Let’s assume that I believe that beauty is not a property of Mary, but rather, it’s a sort of a linguistic convention used by people to refer to their belief about a property of Mary, where a roughly equivalent proposition would be “Person X believes Mary is beautiful.”

Is the phrase in quotes suppose to be a rough equivalent of the statement "Mary is beautiful," where person X is the speaker? If so, the definition of the beauty predicate is circular (i.e. it uses the word "beautiful").

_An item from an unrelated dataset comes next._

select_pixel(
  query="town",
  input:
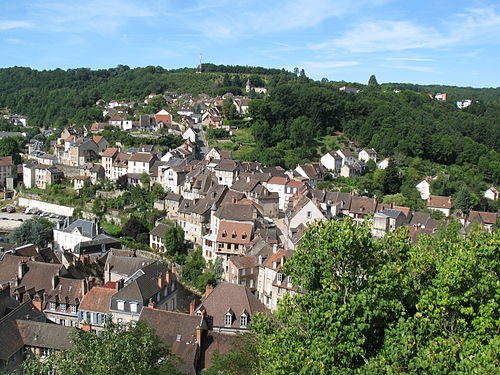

It sounds as though you are trying to propose an account of beauty that explains away the beauty property, and replaces it with the speaker's opinion. A sceptical meta-ethicist (Mackie, Williams, etc.) will tell you that when you say "X is good," what you really mean is "I like X." (Of course it is a little more complicated than this, but this is the basic idea.) Similarly, we might argue that when I say "Mary is beautiful," what I really mean is "I like Mary's physical appearance." (Note that here we don't use the word "beautiful" in explaining beauty.)

If this is not what you are going for, then you will have to help me out. But if it is, I think we can answer your subsequent questions:

Is there some way to work our way around it like Russell does for non-existent individuals? Or do we just say that the proposition lacks truth value, is meaningless, or what?

I think the Russell comparison is helpful. Once Russell is happy to claim to that a non-existence claim is actually a claim that everything in the world fails to satisfy some collection of descriptions, he doesn't have to worry that non-existence claims are meaningless. They just mean something different than we thought they did. We now know what they really mean, and we can evaluate the truth value of that.

Returning to your case: a large number of philosophers would follow Kaplan's suggestion that sentences generally have meaning, but don't generally have propositional content (and consequently, truth value). It is particular uses that have propositional content (and consequently, truth-value).

So we could say that the meaning of "Mary is beautiful" is "The speaker likes Mary's physical appearance." The sentence does not have a truth value, but a particular use of it does: it will be true if the speaker likes Mary's physical appearance and false if s/he doesn't.